Challenges and Paths of AI-assisted Engineering

Published 2025-09-13 by Mattia • 4 min read

In a recent paper published by researchers from MIT, University of California, Stanford University, and others, I found an analysis of the challenges still open in AI-assisted engineering and potential solutions yet to be explored.

Illustration representing challenges and paths of AI-assisted engineering

Link to the original paper: Challenges and Paths Towards AI for Software Engineering

First, a brief digression. Until a few years ago, I would never have dreamed of having the time to carefully read a 76-page scientific paper. Today, however, I was able to learn several new things by relying on a simple yet powerful AI-assisted workflow:

I asked Perplexity to find all papers from the last 6 months on AI-assisted coding
I selected those that seemed most interesting based on their titles
I downloaded them, uploaded them to ChatGPT, and used a custom prompt I had prepared to extract the most original and least trivial content from each, summarized in bullet points
For the elements I found most interesting, I asked for further elaboration, citing the original paper where possible

Returning to the paper, below are the main challenges cited that I also consider, from my own experience, as areas still worth exploring.

Challenges

Effectiveness on Large Projects

The limitations on context size (and costs) that models can operate with have negative effects on general effectiveness in large-scale projects. In new projects, modularity helps us limit the context needed by the model, but in complex and poorly decoupled existing systems, this is not possible. Code assistants have built sophisticated indexing and search mechanisms, but there remains significant room for improvement.

Long-term Planning

LLMs tend to duplicate code, fail to respect modularity, and don’t design robust abstractions. In general, they lack long-term planning capabilities on large systems because they have limited contexts and limited ability to identify the most relevant parts of the context.

Low-resource Languages

For underrepresented languages (COBOL, Lean, internal DSLs, etc.), where few examples are available in public training sets, LLMs obviously have very low precision levels.

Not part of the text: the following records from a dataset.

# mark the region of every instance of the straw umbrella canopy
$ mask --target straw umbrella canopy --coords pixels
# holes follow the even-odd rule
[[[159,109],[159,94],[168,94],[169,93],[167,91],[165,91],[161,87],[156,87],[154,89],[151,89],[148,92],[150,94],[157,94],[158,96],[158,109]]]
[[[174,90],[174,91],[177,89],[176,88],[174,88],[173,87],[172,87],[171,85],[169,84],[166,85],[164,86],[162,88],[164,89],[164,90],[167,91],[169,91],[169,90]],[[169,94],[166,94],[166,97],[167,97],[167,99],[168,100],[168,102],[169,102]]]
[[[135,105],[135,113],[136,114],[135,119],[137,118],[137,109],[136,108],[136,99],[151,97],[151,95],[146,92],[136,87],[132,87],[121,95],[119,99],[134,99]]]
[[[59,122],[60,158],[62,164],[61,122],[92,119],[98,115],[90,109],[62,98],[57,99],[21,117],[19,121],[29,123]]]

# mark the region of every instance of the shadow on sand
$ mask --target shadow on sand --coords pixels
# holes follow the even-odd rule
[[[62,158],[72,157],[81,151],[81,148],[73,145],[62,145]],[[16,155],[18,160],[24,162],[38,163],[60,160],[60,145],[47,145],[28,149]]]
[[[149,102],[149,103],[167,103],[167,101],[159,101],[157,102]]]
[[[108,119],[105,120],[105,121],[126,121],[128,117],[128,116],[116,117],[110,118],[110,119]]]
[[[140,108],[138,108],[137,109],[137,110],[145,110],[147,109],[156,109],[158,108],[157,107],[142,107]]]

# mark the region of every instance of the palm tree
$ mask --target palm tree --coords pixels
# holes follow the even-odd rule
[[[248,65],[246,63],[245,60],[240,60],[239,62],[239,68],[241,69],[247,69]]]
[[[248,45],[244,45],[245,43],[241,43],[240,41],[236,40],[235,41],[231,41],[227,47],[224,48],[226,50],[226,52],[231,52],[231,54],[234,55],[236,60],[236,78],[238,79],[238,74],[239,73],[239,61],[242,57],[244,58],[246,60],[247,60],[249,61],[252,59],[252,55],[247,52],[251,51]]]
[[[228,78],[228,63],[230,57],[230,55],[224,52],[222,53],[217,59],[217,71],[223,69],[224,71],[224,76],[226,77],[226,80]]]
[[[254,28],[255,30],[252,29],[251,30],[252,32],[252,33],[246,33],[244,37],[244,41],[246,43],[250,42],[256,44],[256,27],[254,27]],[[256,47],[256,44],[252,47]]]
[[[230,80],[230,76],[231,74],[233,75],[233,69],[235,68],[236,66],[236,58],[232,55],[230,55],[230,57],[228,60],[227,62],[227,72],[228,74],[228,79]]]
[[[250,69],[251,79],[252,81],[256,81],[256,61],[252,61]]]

Library and Framework Updates

Models struggle to keep up with new versions, updated paradigms, and deprecations since they are trained periodically on updated datasets. Using tools capable of retrieving up-to-date documentation and putting it in context can mitigate this problem, but models often continue to propose outdated versions or mix them up.

Human-AI Collaboration

AI doesn’t know how to ask developers for clarification or handle design trade-offs. When faced with incomplete or unclear specifications, models tend to make autonomous inferences instead of explicitly asking users for more details.

Integration with Programming Tools

Many coding assistants have introduced sophisticated IDE integrations, but models are still unable to fully leverage tools like debuggers, profilers, linters, static and dynamic analysis tools, etc.

Evaluation and Benchmarking

Current benchmarks focus on narrow tasks and are contaminated by training data. They don’t measure well a model’s ability to work on real projects with human interaction and the quality of the produced code.

Solutions to Explore

Data Collection

Much of the battle, as always, is fought over the datasets used for model training. Today there are no filters on the quality of code that becomes part of training sets, and much of this comes from open source communities. This means models are trained on low-quality, legacy, poorly maintained codebases, while enterprise codebases, which are generally private, are underrepresented.

Increasing the quality of these training sets would have very positive effects on AI model capabilities.

Training

Reinforcement learning is a hot and recurring topic. RL environments where the model receives rewards for correct, quality, and performant code could improve it significantly. Similarly, it would be important to train models to work in teams, therefore to ask for clarification and interact with users to proactively encourage them to provide more context.

Tool Integration

Working on mechanisms for searching relevant code through semantic embeddings can significantly increase the quality of context we provide to the model and, with it, the accuracy of results. The quality and depth of development tool integration would also allow an agent to iterate autonomously to achieve the desired result.